Javert clung to his candle in the darkness, but it was over all too soon; the slice of a knife, through bonds and not flesh; a push in the other direction; a whispered word - "go". The man born in blackness was turned away from the only light that he had known in his life that was bright enough to burn away the cover over him.

Valjean could not see the stars reflected in Javert's eyes.

He should have known then.

A day passed; neither of them watched the sun. Their eyes were focused on their feet, on the bodies, and on the past. The brief illumination passed them by, and the sun slunk away once more.

Night brought them together. Javert walked from his candle willingly this time, and stared down into water so vicious and black that surely, surely this abyss could swallow even the stars. He was willing to try.

"Javert! Javert, pardieu-!"

Hands on his face, ghosting over broken bones. Somebody had witnessed his jump, somebody had run to the narrow bank to wade in after him; a fool's errand, that only a saint could have survived. And therein lay Javert's answer.

"Ne dormez pas! Javert! Ouvrez vos yeux!"

The sun was breaking over a tattered Paris, turning the Seine blood red; a vein through the heart of France, pulsing with the faded lives of all who had died that night, and preparing itself to absorb one more.

Javert forced his eyes open a slit. Orange. Red. Pink. The clouds swirled overhead, cut through with fire, but the inspector saw none of it. His gaze was focused on the largest star of all, creeping its way up into the sky.
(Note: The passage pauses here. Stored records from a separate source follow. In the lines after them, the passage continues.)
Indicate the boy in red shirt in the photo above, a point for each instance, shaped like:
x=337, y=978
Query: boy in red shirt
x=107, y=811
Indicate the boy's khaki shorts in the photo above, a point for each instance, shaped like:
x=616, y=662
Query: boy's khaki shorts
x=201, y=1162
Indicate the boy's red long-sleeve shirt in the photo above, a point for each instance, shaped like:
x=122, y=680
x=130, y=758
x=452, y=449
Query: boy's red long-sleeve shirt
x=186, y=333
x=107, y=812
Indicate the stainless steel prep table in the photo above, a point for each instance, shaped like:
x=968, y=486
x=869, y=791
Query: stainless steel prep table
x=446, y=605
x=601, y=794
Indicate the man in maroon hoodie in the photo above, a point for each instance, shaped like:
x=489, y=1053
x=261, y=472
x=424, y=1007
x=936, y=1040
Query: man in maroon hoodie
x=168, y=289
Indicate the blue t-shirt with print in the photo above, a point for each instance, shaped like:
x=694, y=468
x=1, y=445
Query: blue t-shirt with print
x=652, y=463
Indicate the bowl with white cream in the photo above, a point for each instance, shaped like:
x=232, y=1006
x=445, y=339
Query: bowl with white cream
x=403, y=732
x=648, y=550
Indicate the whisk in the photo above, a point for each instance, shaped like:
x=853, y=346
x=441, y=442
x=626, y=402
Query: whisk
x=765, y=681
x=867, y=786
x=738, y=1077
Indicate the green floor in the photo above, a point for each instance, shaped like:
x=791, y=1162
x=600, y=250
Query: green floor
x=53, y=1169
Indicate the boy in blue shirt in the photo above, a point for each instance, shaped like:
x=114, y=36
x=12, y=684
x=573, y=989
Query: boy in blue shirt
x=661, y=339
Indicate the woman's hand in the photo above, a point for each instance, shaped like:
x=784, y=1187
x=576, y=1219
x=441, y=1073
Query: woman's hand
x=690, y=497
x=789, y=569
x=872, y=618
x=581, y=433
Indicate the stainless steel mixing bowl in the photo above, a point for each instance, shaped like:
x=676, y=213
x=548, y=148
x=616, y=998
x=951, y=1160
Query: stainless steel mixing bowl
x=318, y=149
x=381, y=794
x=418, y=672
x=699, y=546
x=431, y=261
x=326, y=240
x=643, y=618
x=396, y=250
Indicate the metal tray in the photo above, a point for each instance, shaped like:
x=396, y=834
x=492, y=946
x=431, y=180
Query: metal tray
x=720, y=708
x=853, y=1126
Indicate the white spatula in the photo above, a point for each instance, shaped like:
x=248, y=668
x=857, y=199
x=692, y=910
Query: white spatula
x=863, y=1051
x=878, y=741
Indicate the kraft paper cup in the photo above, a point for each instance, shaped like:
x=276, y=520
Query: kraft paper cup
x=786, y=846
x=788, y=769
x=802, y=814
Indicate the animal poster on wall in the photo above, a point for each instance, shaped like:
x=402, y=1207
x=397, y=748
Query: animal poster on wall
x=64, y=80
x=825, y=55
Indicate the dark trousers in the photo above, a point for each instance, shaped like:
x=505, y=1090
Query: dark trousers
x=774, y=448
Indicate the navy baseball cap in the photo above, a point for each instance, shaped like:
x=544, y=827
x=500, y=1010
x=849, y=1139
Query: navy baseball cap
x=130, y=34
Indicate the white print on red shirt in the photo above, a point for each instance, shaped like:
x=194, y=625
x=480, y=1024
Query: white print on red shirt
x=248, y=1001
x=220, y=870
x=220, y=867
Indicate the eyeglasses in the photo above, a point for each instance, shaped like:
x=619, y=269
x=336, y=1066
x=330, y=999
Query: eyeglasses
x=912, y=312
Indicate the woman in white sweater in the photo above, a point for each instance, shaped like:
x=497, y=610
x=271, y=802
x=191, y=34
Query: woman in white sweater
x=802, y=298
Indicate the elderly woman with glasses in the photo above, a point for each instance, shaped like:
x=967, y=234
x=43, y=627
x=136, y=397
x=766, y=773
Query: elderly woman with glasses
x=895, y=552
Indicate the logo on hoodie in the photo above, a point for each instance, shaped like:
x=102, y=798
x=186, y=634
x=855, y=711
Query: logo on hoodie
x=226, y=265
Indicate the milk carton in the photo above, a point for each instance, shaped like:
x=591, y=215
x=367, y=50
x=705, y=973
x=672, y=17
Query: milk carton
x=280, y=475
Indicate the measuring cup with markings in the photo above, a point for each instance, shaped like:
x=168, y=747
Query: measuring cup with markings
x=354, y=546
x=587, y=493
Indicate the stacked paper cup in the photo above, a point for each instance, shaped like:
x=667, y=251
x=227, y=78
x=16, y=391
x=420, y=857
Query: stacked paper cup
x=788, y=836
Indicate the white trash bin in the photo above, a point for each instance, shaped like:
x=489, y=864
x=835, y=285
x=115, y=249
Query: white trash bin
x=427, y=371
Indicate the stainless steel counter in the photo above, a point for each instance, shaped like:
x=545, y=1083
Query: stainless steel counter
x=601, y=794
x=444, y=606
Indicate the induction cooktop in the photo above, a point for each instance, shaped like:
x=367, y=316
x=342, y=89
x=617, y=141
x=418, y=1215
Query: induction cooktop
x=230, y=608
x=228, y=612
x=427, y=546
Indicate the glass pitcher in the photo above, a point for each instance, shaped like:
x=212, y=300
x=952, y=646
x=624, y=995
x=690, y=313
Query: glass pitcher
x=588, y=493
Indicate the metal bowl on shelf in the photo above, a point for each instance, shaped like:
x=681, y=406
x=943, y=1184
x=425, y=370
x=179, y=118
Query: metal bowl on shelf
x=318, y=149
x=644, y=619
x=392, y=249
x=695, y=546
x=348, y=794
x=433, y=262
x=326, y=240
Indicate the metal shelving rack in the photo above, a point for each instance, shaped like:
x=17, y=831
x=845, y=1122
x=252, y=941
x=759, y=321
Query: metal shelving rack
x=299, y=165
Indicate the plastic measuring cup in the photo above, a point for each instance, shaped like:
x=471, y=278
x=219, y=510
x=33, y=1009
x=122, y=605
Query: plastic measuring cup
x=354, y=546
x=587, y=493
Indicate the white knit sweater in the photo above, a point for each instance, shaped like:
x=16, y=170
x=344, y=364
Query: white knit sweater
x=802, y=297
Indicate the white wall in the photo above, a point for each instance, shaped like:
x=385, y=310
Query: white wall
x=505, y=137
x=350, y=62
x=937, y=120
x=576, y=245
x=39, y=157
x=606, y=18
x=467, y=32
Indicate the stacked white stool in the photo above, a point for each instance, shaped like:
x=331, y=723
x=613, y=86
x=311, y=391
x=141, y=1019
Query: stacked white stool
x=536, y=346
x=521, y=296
A shuddering gasp rattled in his chest, and his hand spasmed to clutch at his savior's. Slowly, a smile was stretching over his face; an attempt at the usual sneer, but any hope of that was washed away in lieu of the devotion and awe that had been filling its place for years on end. He did not look behind him. He did not have to.

"Ah! C'est vous!"

He expired. Jean Valjean wept.

It would be unfair to exclude Jean Valjean's final sunrise, but the problem made itself in that it was never recalled by the man himself; he would see many sunrises after Javert's eyes had shut at long last. Some would dawn on days of pain, others on days of joy; but his final light came in the form of a star.

Fighting for breath, the slim hands of his saving grace clutching at him, Valjean stared over the heads of his children towards the door through which the doctor had just disappeared. The bishop waited beyond that door, this he knew, but his interest was in the glow slowly forming in his mind rather than in the room. Unbeknownst to him, his eyelids had already closed, never to open again; but he could still see, and he gazed upon the figure outlined by a halo and the golden glory of Heaven's gates with a mixture of surprise and joy.

Javert bent and took him up in his arms, for it would take a monumental angel to hold a monumental soul.